||[Mar. 29th, 2006|09:11 pm]
There's something special about cooking for a friend... even if the friend isn't present yet.|
I'm making chili, which is one of the first things I've learned to make where I could work with the recipe by eye and tongue. But it's also one of my specialties.
You need ground beef, of course. You can use any kind of beef if you're willing to chop it up small enough and cook it long enough to tenderize, but I think ground beef is best.
I brown it with cumin, after a suggestion from, IIRC, grillghod. Sure, you can add cumin later, but this makes the meat a tad more flavorful and makes it easier to sample the chili when you dump it in the pot.
I use McCormick's spices; I use their regular chili powder (the "hot" style is the same thing with a higher percentage of cayenne, and you can add more cayenne manually), cumin, cayenne (see?) and cinnamon.
Those of you tuning out, this is *not* Cincinnati style chili. The cinnamon is just there so that you would notice it if it was missing. Ditto for the cocoa. I don't know how to describe what they add, but they add something. I use hershey's cocoa, but once I used mexican chocolate, and I could be convinced to toss in bits of a high quality dark chocolate bar, instead... but again, the key isn't that you'll taste the cocoa. It's that you'd realize if you didn't put it in.
While the meats browning, I start heating up a combination of crushed and diced tomatos and tomato sauce. Later on, I might add some tomato paste, if the chili isn't thick enough to serve with a spatula. I'll chop up a large, sweet onion, mostly because I'm too lazy to chop up 2-3 smaller, sharper onions, and I'll press some garlic. "Some", in this case, means most of a largish-sized head of garlic. You can chop the garlic, too... I imagine after the cooking is all done, you won't notice much difference. It's just faster to use a garlic press.
I use pre-packaged chili beans, and I was glad to find that Bush's brand were almost as good as Brook's brand. Have you noticed that? One of the worst things about moving to another part of the country is learning which new brands you can buy. I also added some homemade black beans to the recipe today. A couple of different bean types can be nice.
I emptied those into the pot with the tomato mixture and started adding the already-mentioned seasonings, and then added in some additional things.
Tiger Sauce, by the "Try Me" brand. Take their company name as a good suggestion for Tiger Sauce; it's good stuff. Worcestershire (not too much; just enough glugs that you can almost-not-quite-taste it), and Tabasco. You've already got plenty of heat potential with the cayenne and the chili powder, but the Tabasco adds a hint of vinegar flavor that I like.
Mix this with the meat, and let it all simmer for a bit.

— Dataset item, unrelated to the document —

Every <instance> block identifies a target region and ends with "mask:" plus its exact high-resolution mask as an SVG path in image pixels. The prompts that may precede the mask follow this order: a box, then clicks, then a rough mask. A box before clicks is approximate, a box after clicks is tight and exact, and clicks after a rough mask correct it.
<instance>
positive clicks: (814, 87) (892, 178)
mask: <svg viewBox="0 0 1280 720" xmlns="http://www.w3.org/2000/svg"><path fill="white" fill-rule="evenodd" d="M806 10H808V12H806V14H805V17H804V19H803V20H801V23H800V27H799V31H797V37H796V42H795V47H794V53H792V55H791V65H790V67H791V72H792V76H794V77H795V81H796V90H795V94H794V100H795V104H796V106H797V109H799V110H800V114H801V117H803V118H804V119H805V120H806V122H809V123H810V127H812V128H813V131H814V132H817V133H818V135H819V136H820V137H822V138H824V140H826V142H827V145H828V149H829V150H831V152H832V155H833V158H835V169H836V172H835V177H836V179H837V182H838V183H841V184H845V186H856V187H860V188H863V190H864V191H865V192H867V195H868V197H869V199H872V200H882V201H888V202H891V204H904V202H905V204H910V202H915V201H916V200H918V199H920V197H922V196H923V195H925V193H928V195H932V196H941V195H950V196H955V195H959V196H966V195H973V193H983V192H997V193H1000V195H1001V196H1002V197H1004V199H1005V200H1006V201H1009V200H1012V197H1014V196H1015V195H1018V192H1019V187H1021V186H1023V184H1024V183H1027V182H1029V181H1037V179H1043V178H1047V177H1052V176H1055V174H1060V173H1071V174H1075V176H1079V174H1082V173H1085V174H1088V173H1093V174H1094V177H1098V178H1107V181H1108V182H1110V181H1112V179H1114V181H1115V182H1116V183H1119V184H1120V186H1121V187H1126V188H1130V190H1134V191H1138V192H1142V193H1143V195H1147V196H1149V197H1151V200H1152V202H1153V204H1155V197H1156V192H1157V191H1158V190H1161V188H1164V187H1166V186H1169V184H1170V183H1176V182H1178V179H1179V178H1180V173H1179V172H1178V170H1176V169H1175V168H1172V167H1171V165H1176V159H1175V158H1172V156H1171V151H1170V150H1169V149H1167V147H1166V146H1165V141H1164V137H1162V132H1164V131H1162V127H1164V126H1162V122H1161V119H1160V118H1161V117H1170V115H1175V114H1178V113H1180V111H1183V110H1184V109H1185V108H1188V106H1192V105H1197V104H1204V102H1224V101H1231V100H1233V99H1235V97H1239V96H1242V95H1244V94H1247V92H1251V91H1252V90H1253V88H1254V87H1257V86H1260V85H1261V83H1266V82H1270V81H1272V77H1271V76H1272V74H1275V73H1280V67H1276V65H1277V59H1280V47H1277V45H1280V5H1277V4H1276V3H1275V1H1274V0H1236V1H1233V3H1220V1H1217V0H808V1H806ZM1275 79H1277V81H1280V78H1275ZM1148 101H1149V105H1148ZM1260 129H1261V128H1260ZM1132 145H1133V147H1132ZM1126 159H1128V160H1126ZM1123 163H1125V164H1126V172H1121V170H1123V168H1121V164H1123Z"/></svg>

You've got to let the flavors blend, but you can start getting a good idea about the flavor now, if you want.
Here's the key: take a taste. Concentrate on two things: your tongue, and the back of your throat.
Your tongue is how you'll realize that you can't tell any cinnamon, cocoa, Worcestershire, etc., has been added. The back of your throat will help you check the heat. It's a learned skill, but once you get the right feel at the back of your throat, you know that you've got the right amount of heat in the chili.
Later on, you can serve it a variety of ways; plain, or over rice, or spaghetti; you can top it with grated cheddar (extra sharp, and sometimes, the cheap store brand is better than the higher quality cheese... don't ask me why, it just is), or a bit of sour cream, or chopped onion. It can be good food if you're on a budget, because the rice or spaghetti and cheap cheese all make it more filling. Plus, you've got two solid sources of protein, ground beef and beans.
There's two secrets to this: keep paying attention, testing and modifying, until you have a flavor party on your tongue. Yes, I know... "a flavor party". Stupid term, right? But trust me, when you've hit it, you'll nod in agreement that it needs *a* term. Maybe you'll come up with something less stupid for your own personal use :-).
Second... it's always better if you're making it for friends.
Partly, it's because you take more care with it. Partly, it's because you put more care *into* it.
Love makes magic happen, even, or perhaps especially, in food.